認定こども園は保育と教育を目的とした認定を受けた施設

認定こども園とは、認定こども園法と呼ばれる「就学前の子どもに関する教育、保育等の総合的な提供の促進に関する法律」によって定められた施設です。

施設は就学前の子どもに幼児教育や保育を提供し、地域の実情や保護者のニーズに応じた子育て支援を提供しています

また、認定こども園は「すべての子育て家庭の支援を行うこと」が特徴であり、保育園と違い保護者が働いていなくても入園可能です。

認定こども園ができた背景には、共働き家庭の増加によって保育園の入園希望者が増加し、待機児童問題が発生したことが挙げられます。

認定こども園の制度が開始されたのは2006年です。都市部を中心に全国で約2万人の待機児童が存在する一方で、幼稚園の利用児童は10年間で10万人も減少しました。
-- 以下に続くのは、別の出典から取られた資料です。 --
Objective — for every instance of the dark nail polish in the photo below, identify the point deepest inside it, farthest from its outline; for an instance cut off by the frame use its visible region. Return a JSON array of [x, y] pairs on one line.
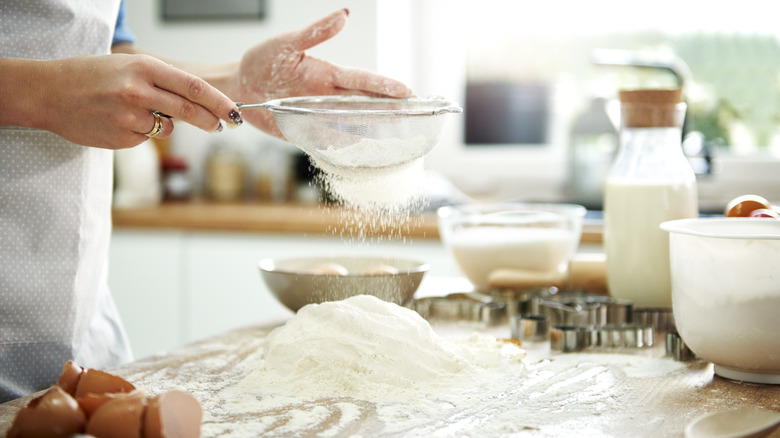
[[235, 117]]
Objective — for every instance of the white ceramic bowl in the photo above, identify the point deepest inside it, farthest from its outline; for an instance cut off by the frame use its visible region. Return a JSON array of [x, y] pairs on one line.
[[294, 283], [534, 238], [726, 293]]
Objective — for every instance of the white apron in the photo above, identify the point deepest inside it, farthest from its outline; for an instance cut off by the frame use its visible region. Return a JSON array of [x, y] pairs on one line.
[[55, 224]]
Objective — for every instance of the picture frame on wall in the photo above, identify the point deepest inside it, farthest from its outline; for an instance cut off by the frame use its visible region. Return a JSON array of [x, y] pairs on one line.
[[207, 10]]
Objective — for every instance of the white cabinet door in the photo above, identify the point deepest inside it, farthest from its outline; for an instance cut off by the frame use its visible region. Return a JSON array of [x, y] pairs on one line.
[[174, 287], [145, 277]]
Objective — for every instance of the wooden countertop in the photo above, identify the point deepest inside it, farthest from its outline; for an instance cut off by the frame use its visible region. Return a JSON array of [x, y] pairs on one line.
[[582, 397], [283, 218]]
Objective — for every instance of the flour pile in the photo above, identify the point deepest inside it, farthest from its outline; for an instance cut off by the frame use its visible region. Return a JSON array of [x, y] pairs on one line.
[[366, 348]]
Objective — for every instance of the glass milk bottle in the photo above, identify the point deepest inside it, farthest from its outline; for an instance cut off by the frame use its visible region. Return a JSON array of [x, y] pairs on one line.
[[649, 182]]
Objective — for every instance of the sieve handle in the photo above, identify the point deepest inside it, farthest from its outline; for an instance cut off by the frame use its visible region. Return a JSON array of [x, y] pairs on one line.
[[242, 106]]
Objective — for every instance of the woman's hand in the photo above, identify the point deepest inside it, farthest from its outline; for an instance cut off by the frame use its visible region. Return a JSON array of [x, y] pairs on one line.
[[280, 67], [107, 101]]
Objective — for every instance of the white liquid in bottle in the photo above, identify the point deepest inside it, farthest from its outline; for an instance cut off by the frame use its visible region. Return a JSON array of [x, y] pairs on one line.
[[649, 182], [638, 261]]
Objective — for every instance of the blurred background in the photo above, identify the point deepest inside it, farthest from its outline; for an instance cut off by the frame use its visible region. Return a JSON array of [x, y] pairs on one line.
[[537, 82]]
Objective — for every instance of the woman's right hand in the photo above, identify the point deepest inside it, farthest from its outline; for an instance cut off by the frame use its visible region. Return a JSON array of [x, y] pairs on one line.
[[107, 101]]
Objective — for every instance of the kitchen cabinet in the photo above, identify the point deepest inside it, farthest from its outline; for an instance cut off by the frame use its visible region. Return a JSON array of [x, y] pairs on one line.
[[175, 286], [184, 271]]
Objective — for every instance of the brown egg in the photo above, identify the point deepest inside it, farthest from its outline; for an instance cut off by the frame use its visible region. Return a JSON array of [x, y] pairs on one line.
[[118, 418], [174, 414], [54, 414], [69, 380], [99, 382], [742, 206], [92, 402], [329, 268], [380, 270], [765, 212]]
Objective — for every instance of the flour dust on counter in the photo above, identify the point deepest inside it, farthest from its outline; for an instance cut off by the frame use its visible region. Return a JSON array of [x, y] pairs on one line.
[[365, 367]]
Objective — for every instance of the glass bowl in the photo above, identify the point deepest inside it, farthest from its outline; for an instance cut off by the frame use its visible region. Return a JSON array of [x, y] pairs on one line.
[[531, 240]]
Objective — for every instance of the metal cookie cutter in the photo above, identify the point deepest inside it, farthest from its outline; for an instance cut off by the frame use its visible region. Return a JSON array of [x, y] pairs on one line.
[[661, 319], [585, 309], [676, 348], [471, 306], [531, 328], [625, 336], [567, 338]]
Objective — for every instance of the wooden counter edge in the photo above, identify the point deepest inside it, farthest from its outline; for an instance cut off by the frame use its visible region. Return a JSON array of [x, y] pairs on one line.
[[281, 218]]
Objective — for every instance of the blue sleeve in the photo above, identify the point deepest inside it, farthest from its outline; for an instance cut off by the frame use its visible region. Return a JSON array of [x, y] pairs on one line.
[[122, 33]]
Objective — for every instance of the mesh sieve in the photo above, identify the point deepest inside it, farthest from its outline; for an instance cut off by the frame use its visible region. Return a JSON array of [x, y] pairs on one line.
[[360, 131]]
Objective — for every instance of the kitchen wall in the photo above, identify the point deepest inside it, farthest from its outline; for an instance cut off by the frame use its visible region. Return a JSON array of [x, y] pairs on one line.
[[422, 42]]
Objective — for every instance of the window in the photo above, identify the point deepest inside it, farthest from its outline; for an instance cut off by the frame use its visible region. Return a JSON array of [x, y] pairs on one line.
[[528, 74]]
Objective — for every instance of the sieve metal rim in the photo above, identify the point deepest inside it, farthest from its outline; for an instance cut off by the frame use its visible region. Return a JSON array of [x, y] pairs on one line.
[[286, 105]]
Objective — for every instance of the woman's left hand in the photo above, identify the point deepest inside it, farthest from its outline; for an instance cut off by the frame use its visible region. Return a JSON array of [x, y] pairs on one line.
[[280, 67]]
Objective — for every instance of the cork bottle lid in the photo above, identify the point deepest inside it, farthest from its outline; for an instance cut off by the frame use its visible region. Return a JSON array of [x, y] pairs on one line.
[[651, 107]]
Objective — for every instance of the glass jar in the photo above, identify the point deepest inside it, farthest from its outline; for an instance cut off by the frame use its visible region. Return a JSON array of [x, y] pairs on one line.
[[649, 182]]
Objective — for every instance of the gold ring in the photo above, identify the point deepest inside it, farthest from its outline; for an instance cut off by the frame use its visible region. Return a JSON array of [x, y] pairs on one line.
[[158, 127]]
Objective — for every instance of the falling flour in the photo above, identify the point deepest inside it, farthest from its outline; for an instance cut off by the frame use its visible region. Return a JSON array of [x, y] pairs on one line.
[[378, 182]]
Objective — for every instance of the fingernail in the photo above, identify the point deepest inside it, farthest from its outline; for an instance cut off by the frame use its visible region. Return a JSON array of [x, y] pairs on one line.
[[235, 117]]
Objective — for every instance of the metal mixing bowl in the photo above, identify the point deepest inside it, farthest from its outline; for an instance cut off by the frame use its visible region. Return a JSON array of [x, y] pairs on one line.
[[292, 282], [360, 131]]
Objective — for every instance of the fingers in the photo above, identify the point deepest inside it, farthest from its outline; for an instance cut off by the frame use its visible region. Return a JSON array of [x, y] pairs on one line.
[[367, 82], [320, 31], [189, 98], [162, 125]]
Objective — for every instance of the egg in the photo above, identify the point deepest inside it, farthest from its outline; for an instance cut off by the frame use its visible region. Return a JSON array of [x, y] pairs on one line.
[[54, 414], [71, 374], [380, 270], [118, 418], [329, 268], [765, 212], [94, 381], [92, 402], [742, 206], [174, 414]]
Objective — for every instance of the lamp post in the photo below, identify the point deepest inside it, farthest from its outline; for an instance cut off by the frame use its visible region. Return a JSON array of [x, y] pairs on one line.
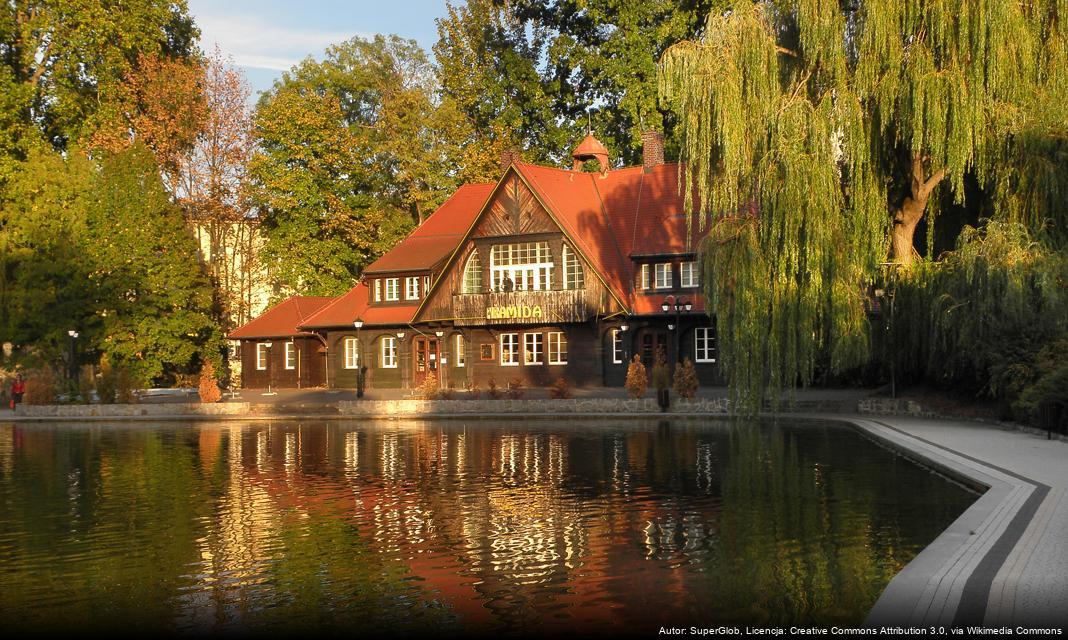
[[74, 365], [268, 345], [678, 306], [359, 358]]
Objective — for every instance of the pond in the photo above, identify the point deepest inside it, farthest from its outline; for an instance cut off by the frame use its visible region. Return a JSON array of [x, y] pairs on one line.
[[490, 527]]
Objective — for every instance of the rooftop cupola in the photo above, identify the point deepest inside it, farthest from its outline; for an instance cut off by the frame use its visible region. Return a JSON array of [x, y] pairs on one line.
[[590, 149]]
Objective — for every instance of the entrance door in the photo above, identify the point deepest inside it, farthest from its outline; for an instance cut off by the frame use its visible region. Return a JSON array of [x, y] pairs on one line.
[[649, 340], [426, 358]]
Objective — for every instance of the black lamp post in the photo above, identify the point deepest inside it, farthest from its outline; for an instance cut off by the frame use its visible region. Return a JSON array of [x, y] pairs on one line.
[[678, 306], [359, 358], [74, 365]]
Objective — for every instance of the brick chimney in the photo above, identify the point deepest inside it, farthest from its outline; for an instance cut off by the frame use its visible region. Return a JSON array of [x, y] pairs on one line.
[[507, 157], [653, 150]]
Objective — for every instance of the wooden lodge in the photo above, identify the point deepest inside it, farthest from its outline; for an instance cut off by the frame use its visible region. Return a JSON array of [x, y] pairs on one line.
[[546, 274]]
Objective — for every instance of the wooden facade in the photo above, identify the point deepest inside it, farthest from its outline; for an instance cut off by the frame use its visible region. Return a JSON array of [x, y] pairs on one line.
[[304, 368]]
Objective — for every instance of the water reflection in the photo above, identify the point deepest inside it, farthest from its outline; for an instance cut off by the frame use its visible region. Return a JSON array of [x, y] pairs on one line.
[[495, 527]]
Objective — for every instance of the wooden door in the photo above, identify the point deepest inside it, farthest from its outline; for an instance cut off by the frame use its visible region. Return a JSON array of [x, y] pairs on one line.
[[425, 359]]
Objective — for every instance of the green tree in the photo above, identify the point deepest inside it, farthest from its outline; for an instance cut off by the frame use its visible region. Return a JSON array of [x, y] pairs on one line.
[[100, 248], [817, 134], [62, 59]]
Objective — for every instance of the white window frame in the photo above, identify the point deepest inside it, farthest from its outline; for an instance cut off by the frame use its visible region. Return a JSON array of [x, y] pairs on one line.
[[688, 275], [389, 352], [351, 353], [704, 343], [392, 290], [616, 346], [558, 355], [411, 287], [509, 356], [533, 349], [575, 276], [472, 274], [514, 261], [645, 277], [662, 268], [459, 343]]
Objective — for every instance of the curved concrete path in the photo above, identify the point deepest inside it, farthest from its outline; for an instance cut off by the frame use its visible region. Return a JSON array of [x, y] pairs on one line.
[[1004, 562]]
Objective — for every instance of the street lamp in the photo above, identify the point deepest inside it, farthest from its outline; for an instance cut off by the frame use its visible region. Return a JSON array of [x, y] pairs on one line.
[[678, 306], [74, 365], [267, 345]]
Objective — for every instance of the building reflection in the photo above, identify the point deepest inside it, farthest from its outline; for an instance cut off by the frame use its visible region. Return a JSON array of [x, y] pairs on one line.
[[504, 526]]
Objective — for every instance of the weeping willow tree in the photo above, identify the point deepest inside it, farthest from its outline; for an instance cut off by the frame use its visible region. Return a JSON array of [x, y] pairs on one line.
[[816, 133]]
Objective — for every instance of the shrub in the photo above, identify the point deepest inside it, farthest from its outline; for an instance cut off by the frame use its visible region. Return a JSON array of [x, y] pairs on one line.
[[560, 389], [87, 384], [686, 379], [637, 380], [208, 386], [515, 389], [40, 387]]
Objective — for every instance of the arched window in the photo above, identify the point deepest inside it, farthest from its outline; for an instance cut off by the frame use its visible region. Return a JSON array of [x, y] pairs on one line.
[[472, 275], [574, 276]]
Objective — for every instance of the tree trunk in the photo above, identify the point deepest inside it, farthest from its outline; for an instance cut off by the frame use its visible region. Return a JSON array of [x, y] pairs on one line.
[[911, 211]]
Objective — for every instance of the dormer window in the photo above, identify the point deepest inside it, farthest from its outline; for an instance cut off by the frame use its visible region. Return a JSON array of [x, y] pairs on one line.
[[663, 279], [411, 287], [574, 276], [392, 290], [472, 275]]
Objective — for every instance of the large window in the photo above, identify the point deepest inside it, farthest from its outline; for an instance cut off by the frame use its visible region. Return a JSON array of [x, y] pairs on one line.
[[411, 287], [558, 347], [351, 353], [616, 346], [509, 349], [574, 276], [663, 276], [389, 357], [392, 289], [472, 275], [291, 355], [460, 350], [645, 277], [704, 342], [688, 274], [522, 266], [533, 349]]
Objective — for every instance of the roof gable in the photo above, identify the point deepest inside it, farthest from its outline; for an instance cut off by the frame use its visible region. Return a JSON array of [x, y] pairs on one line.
[[281, 320]]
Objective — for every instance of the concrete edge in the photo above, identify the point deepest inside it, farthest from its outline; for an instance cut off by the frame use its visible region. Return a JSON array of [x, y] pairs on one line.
[[949, 581]]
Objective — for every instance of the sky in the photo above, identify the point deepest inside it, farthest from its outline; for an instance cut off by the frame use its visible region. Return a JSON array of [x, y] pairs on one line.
[[266, 37]]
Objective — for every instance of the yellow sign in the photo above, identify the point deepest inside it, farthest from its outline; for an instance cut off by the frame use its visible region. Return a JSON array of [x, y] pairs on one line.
[[514, 312]]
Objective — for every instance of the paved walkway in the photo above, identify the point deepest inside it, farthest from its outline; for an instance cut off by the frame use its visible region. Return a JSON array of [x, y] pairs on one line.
[[1005, 561]]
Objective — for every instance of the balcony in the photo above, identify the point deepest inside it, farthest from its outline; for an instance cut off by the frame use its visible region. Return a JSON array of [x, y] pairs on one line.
[[520, 307]]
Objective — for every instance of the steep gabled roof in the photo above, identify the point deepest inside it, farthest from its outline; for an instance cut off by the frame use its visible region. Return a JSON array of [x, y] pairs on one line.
[[282, 320], [435, 239]]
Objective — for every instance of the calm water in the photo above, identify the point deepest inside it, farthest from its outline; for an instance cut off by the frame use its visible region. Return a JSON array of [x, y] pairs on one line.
[[487, 527]]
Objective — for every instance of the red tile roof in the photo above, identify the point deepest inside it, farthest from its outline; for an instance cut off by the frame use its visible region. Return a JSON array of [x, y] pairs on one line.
[[348, 308], [281, 320], [435, 239]]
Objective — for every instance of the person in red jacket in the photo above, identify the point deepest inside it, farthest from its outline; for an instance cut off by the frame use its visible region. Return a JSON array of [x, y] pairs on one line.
[[17, 389]]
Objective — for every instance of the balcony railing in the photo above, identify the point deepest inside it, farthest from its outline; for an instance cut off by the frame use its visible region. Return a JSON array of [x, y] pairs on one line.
[[520, 307]]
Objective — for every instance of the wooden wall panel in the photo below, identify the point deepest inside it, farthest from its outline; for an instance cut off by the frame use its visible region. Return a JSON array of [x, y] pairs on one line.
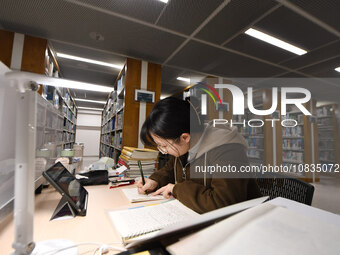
[[131, 108], [335, 113], [33, 57], [268, 130], [6, 45], [154, 83]]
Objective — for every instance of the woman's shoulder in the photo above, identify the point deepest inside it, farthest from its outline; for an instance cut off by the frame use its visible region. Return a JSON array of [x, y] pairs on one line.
[[229, 152]]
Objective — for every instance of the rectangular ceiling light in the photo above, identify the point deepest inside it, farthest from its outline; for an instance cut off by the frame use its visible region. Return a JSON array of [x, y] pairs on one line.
[[87, 60], [90, 101], [90, 108], [183, 79], [274, 41]]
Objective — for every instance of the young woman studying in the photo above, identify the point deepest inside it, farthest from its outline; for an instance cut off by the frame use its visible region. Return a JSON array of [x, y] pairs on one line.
[[176, 128]]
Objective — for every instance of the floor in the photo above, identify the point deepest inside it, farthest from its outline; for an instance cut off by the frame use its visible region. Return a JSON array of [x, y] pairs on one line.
[[327, 193]]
この背景には、共働きの家庭の増加に伴い保育園の入園希望者が増える一方で、 専業主婦(夫)の家庭が減り幼稚園の入園希望者が減少していることがあります。そこで、幼稚園と保育園の機能を併せ持った認定こども園をつくることで、既存施設の有効活用と効率的な運営をおこない、待機児童問題の解消を目指しています。
また、少子化が進み子どもや兄弟の人数が減る中で、子どもの成長にとって大切な集団活動や異年齢交流の機会を増やす目的もあります。

引用:全国認定こども園協会「認定こども園とは」
認定こども園の役割
  1. 幼稚園と保育園の需要の変化による既存施設の有効活用
  2. 待機児童問題を解決すること

また、認定こども園の管轄は「内閣府」であり、保育園を管轄している厚生労働省も、幼稚園を管轄している文部科学省も関与していることも特徴です。

このように認定こども園は、保育園と幼稚園の特徴を両方併せ持ち、就学前の子どもであれば誰でも利用しやすいことが大きな魅力となっています。

必要な資格は4つの施設形態で異なる

認定こども園で働くには、施設形態に合わせて求められる資格を所有しておく必要があります。

認定こども園の施設形態は大きく分けて「幼保連携型」「幼稚園型」「保育園型」「地方裁量型」の4種類があります。

必要な資格は働く施設や担当する子どもの年齢によって変わるので、事前確認が必要です。

以下の表では、施設形態によって必要な資格をまとめているのでぜひ参考にしてください。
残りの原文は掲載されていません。